Makes 6 servings, 1/4 cup per person
3 cups salted water
1 tablespoon lemon juice
1 small head cauliflower (2 1/2-pounds), leaves and stems removed
For the spice mix
2 or 3 green cardamom pods
2 whole cloves
1-inch piece cinnamon stick
1 bay leaf
For the sauce
2 tablespoons vegetable oil
1 1/2 cup diced white onions
2 tablespoons finely ground almonds
1/2 tablespoon grated peeled fresh ginger
1 1/2 teaspoons minced garlic
1/4 teaspoon cayenne pepper
1/2 teaspoon ground turmeric
1/2 teaspoon table salt
6 tablespoons plain whole milk yogurt
Place a collapsible steamer basket in a 3 1/2-quart saucepan.

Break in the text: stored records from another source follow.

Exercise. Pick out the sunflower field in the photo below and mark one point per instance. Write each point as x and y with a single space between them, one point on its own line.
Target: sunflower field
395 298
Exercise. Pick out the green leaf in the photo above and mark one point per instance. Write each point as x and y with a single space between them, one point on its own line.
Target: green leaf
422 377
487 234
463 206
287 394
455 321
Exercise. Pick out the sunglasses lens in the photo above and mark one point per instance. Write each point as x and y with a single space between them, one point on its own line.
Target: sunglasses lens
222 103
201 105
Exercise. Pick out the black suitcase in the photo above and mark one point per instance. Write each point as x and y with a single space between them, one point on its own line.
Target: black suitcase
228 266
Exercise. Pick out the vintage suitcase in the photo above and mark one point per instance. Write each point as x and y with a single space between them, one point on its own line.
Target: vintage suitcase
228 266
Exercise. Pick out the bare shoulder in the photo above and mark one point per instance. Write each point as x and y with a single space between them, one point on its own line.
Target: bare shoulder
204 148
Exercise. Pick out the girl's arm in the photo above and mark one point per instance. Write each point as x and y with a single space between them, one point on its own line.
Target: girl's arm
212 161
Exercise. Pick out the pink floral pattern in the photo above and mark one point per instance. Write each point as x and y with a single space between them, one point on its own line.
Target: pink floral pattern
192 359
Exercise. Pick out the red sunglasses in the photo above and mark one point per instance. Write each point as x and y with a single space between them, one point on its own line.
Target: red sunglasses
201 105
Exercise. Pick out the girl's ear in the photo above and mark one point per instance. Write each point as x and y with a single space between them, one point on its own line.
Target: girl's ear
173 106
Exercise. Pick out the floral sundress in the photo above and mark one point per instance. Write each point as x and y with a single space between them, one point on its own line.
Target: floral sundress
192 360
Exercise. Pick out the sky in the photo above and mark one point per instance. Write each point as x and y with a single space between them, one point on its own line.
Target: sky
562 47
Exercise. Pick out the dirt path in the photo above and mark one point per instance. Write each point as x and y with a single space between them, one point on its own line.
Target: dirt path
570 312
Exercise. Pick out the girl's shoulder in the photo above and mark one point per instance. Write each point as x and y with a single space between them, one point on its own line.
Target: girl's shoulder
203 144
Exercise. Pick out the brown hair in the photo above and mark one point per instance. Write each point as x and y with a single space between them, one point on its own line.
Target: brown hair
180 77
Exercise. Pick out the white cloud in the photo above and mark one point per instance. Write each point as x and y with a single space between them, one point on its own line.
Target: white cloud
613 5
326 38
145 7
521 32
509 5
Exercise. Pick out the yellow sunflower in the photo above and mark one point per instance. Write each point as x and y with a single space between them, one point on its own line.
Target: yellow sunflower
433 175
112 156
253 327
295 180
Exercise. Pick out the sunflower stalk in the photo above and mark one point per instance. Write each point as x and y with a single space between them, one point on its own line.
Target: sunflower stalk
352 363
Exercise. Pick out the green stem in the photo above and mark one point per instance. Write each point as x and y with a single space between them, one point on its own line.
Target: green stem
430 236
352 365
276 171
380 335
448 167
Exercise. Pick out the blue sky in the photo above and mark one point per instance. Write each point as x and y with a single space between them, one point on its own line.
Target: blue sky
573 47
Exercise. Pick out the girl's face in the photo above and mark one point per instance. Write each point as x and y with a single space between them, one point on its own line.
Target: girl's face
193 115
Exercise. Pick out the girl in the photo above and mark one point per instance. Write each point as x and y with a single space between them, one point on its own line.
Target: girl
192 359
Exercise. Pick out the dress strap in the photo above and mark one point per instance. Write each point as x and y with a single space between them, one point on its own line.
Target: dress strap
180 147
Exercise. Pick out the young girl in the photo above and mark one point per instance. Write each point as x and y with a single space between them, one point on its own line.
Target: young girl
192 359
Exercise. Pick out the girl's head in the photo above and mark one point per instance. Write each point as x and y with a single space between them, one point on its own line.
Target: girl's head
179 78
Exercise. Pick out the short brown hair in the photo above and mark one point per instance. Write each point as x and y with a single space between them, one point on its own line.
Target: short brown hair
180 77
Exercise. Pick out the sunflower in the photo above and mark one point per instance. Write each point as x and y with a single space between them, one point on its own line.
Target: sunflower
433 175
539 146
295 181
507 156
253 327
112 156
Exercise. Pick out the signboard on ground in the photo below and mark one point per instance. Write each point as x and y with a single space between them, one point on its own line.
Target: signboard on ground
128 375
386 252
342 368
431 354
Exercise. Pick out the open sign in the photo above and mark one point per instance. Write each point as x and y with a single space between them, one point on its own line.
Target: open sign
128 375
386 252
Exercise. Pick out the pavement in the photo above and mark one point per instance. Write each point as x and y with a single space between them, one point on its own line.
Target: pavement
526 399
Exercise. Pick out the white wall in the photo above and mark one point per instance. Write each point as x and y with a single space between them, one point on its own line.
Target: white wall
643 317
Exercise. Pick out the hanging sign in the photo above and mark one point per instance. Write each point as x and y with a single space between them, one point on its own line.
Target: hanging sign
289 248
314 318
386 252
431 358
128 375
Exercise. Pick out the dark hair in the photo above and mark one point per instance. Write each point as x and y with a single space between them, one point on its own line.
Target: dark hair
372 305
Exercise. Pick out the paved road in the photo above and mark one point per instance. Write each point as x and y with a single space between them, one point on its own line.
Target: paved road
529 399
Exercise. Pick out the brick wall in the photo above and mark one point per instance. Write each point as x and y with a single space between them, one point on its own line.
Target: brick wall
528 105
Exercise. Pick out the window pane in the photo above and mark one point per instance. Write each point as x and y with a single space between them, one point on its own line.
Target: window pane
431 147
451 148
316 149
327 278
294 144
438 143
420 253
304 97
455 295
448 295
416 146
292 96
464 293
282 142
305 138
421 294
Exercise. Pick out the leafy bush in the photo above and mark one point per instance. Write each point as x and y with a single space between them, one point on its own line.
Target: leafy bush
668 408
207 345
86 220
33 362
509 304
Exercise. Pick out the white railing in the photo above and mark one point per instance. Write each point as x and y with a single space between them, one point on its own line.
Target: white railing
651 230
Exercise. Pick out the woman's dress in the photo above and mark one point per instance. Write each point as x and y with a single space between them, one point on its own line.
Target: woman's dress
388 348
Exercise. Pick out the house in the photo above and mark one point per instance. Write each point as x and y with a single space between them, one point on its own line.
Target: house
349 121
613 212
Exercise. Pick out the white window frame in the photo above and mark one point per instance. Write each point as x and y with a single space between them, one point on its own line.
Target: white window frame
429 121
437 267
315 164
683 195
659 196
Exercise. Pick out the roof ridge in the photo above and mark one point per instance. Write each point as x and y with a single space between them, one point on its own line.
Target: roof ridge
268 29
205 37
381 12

Add the salted water and lemon juice. Place cauliflower in the basket. Cover, bring to a boil, and steam 15 to 20 minutes, until the cauliflower is tender.Remove from heat, uncover, and cool to room temperature. Drain well and place cauliflower in an ovenproof dish.
While the cauliflower is cooling, prepare the spice mix and sauce: Combine cardamom, cloves, cinnamon, and bay leaf in a small dry skillet over medium heat. Roast until fragrant, about 2 minutes, stirring constantly to prevent the spices from burning. Transfer to a plate to cool. Place in a coffee mill or spice grinder and grind to powder.
Heat oil in a medium skillet over medium heat. Add onions and sauté 10 minutes, until golden brown. If the onions begin to stick to the pan, add a few tablespoons of water.Stir in the almonds, ginger, garlic, cayenne, turmeric, salt, and spice mix, and cook for another 2 minutes. Remove from heat and cool to room temperature.Scrape the mixture into a blender. (No need to wash the skillet.) Add 1/4 cup cold water and blend until smooth, adding more water if necessary.
Preheat oven to 350 degrees.
Pour the puree back into the skillet and turn on medium-low heat. Stir in yogurt 1 tablespoon at a time until all the yogurt is incorporated.
Reduce heat to low and simmer for 5 minutes.Pour the sauce over the cauliflower. Bake for about 20 minutes, until the cauliflower is heated through and the sauce begins to brown on the top. Serve hot.